患者さん自身の骨髄や脂肪組織から間葉系細胞を採取し培養し、幹細胞を点滴により投与します。

ホーミングにより障害を受けた脳細胞へと運ばれ、脳梗塞そのものの改善や、後遺症を軽くする効果が期待されています。

2.筋萎縮性側索硬化症(ALS)

筋萎縮性側索硬化症(ALS)とは体中の筋肉が徐々に衰弱していく病気です。手足の痺れといった症状から始まり、徐々に体が動かなくなっていきます。

運動神経が障害を受け、最終的には嚥下機能が消失、呼吸が不可能となっていきます。原因は不明であり、治療法も確立されていません。

このような状況で、期待されているのが幹細胞を用いた治療です。

幹細胞を点滴することで障害を受けた神経に作用し、症状を改善させたり、進行を遅らせたりする効果があるということがわかってきています。

3.脊髄損傷

事故などにより外的な刺激で脊髄が損傷すると、麻痺や知覚異常などを引き起こします。

完全麻痺になると、下肢や四肢が全く動かせない状態となり感覚も失われます。脊髄も脳と同じように、一度障害を受けてしまった細胞は元に戻らず、現時点では有効な治療法は見つかっていません。

この脊髄損傷にも幹細胞を用いた再生医療が有効であるとわかってきました。

培養した幹細胞を点滴により投与すると、損傷を受けた幹細胞に作用し、障害された脊髄を再生させる効果が期待されています。

糖尿病

糖尿病には、膵臓から分泌される「インスリン」というホルモンが深くかかわっています。
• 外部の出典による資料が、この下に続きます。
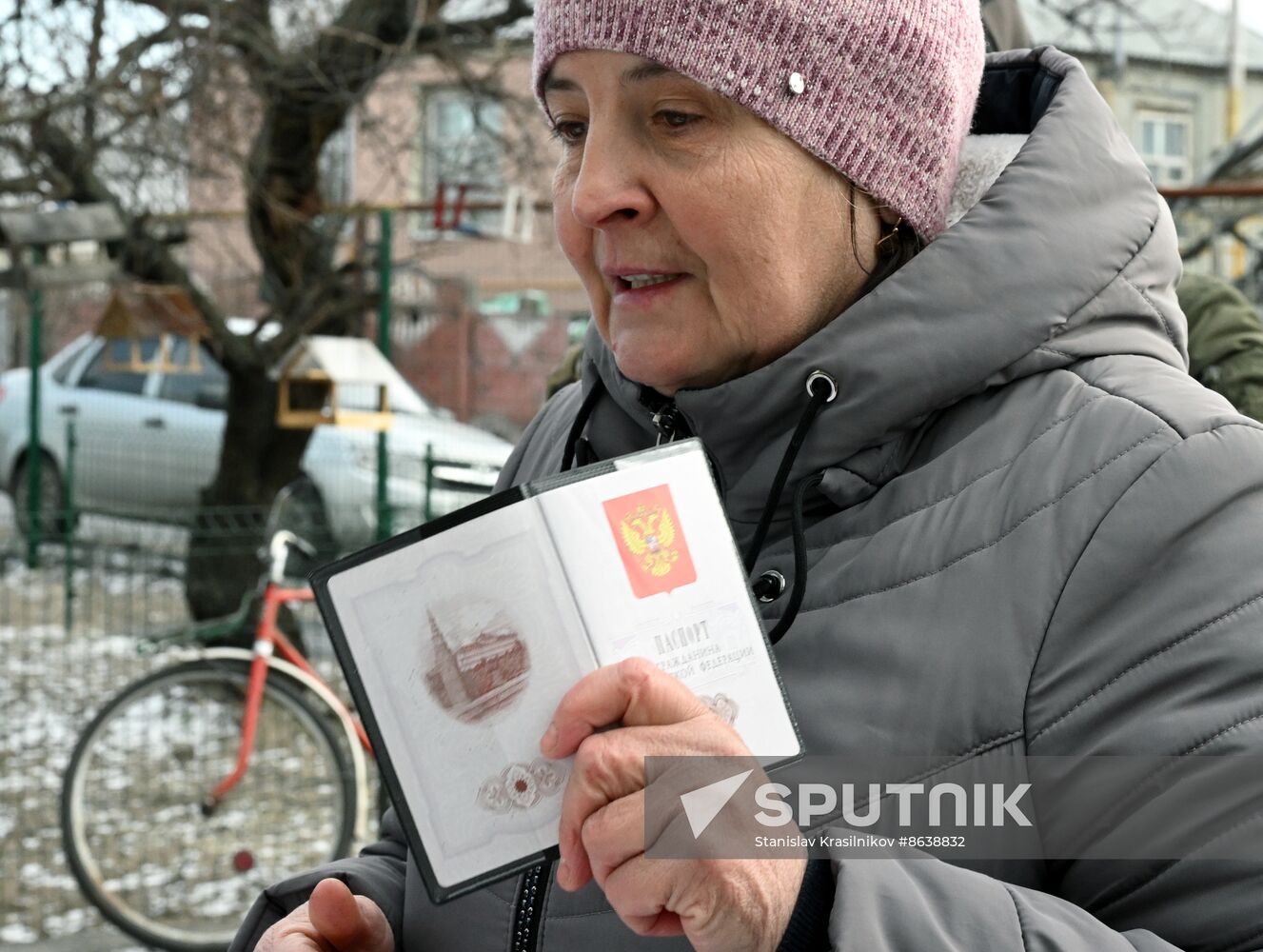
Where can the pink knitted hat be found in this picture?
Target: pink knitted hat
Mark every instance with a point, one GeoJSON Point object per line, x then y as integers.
{"type": "Point", "coordinates": [881, 89]}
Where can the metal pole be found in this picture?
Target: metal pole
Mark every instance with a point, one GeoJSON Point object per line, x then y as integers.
{"type": "Point", "coordinates": [1235, 70]}
{"type": "Point", "coordinates": [428, 513]}
{"type": "Point", "coordinates": [34, 453]}
{"type": "Point", "coordinates": [385, 522]}
{"type": "Point", "coordinates": [69, 515]}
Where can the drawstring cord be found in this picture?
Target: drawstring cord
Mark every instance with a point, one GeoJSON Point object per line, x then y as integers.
{"type": "Point", "coordinates": [799, 560]}
{"type": "Point", "coordinates": [822, 390]}
{"type": "Point", "coordinates": [576, 428]}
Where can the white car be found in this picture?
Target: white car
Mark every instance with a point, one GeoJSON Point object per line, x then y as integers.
{"type": "Point", "coordinates": [147, 444]}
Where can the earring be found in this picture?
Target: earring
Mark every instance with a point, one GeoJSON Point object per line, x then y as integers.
{"type": "Point", "coordinates": [893, 238]}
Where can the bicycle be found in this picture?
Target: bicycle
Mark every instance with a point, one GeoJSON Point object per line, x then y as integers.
{"type": "Point", "coordinates": [195, 786]}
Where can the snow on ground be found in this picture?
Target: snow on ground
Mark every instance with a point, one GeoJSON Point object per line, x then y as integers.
{"type": "Point", "coordinates": [54, 678]}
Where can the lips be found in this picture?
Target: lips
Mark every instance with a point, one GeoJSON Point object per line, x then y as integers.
{"type": "Point", "coordinates": [638, 282]}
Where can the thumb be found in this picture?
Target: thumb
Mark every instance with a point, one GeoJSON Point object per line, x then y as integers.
{"type": "Point", "coordinates": [347, 922]}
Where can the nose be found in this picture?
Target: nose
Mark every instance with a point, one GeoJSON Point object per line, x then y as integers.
{"type": "Point", "coordinates": [610, 185]}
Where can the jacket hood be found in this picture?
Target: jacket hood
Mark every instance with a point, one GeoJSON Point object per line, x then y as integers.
{"type": "Point", "coordinates": [1070, 254]}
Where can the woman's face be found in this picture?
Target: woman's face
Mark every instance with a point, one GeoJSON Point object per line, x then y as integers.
{"type": "Point", "coordinates": [709, 243]}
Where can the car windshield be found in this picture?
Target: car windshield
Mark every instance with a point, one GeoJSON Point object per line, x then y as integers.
{"type": "Point", "coordinates": [403, 398]}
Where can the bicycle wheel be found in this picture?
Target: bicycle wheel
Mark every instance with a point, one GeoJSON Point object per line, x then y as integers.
{"type": "Point", "coordinates": [132, 824]}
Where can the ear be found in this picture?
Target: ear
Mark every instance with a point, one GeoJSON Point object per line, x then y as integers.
{"type": "Point", "coordinates": [889, 215]}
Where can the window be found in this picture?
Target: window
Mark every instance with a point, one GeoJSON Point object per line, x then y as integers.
{"type": "Point", "coordinates": [207, 387]}
{"type": "Point", "coordinates": [123, 382]}
{"type": "Point", "coordinates": [1166, 143]}
{"type": "Point", "coordinates": [463, 144]}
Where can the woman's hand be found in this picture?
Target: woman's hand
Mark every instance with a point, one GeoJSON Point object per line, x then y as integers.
{"type": "Point", "coordinates": [331, 921]}
{"type": "Point", "coordinates": [735, 905]}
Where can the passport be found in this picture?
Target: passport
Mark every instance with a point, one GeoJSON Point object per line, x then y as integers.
{"type": "Point", "coordinates": [459, 638]}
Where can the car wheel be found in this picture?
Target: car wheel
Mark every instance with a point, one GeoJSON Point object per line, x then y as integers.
{"type": "Point", "coordinates": [52, 499]}
{"type": "Point", "coordinates": [301, 509]}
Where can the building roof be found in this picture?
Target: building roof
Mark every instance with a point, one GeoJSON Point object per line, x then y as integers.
{"type": "Point", "coordinates": [1178, 31]}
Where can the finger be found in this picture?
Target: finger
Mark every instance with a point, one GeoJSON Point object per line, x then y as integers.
{"type": "Point", "coordinates": [607, 766]}
{"type": "Point", "coordinates": [634, 692]}
{"type": "Point", "coordinates": [640, 892]}
{"type": "Point", "coordinates": [614, 835]}
{"type": "Point", "coordinates": [347, 922]}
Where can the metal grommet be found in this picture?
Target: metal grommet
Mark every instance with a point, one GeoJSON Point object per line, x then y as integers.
{"type": "Point", "coordinates": [827, 378]}
{"type": "Point", "coordinates": [771, 586]}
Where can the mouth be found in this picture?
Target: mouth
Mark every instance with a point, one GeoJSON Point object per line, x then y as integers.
{"type": "Point", "coordinates": [644, 286]}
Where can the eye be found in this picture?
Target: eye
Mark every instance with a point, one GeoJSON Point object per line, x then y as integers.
{"type": "Point", "coordinates": [675, 119]}
{"type": "Point", "coordinates": [568, 130]}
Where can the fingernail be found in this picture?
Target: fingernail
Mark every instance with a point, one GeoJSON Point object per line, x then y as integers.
{"type": "Point", "coordinates": [549, 739]}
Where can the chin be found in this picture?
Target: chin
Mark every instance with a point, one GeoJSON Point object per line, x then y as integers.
{"type": "Point", "coordinates": [657, 367]}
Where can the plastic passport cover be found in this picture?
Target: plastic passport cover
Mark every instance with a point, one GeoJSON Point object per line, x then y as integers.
{"type": "Point", "coordinates": [460, 638]}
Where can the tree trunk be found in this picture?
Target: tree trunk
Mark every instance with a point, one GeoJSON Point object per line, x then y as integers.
{"type": "Point", "coordinates": [255, 463]}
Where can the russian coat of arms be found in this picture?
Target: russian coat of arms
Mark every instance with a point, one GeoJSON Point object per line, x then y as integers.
{"type": "Point", "coordinates": [651, 542]}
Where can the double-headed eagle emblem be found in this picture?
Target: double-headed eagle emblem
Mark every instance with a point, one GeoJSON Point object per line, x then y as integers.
{"type": "Point", "coordinates": [649, 533]}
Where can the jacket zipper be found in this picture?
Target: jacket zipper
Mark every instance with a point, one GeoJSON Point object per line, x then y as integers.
{"type": "Point", "coordinates": [529, 909]}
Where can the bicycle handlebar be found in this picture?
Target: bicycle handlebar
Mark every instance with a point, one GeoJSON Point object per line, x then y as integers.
{"type": "Point", "coordinates": [278, 552]}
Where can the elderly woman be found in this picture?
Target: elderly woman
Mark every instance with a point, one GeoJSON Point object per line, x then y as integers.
{"type": "Point", "coordinates": [984, 507]}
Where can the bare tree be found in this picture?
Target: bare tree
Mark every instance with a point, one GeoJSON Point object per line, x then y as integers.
{"type": "Point", "coordinates": [96, 103]}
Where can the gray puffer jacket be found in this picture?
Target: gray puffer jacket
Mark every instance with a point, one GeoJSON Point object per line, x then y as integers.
{"type": "Point", "coordinates": [1034, 533]}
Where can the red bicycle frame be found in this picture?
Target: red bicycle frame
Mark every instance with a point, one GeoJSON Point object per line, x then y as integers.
{"type": "Point", "coordinates": [267, 641]}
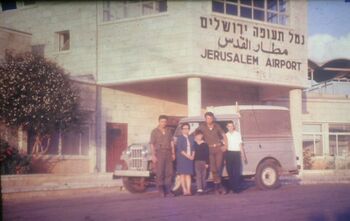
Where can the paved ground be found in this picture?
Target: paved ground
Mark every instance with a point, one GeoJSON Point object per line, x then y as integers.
{"type": "Point", "coordinates": [290, 202]}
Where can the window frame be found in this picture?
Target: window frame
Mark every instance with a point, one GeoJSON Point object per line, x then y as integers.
{"type": "Point", "coordinates": [156, 10]}
{"type": "Point", "coordinates": [59, 47]}
{"type": "Point", "coordinates": [254, 8]}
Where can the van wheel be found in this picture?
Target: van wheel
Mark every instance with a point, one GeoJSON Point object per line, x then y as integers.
{"type": "Point", "coordinates": [267, 177]}
{"type": "Point", "coordinates": [134, 184]}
しかし、何らかの原因によりインスリンの働きが悪くなったり、インスリンがうまく分泌できなくなったりすると血糖が高い状況が続きます。

この状態が糖尿病です。

最初は無症状のことが多く、症状が進行すると様々な合併症を引き起こします。

糖尿病性の網膜症になると失明するリスクが高まります。

糖尿病性の神経障害により、末梢の血流が障害されると足や手を切断しなければいけなくなることもあります。

膵臓の機能低下に対しても、幹細胞を利用した再生医療で機能回復させる効果が期待されています。

この他にも「ホーミング」を利用した治療法が医療機関で実施されています。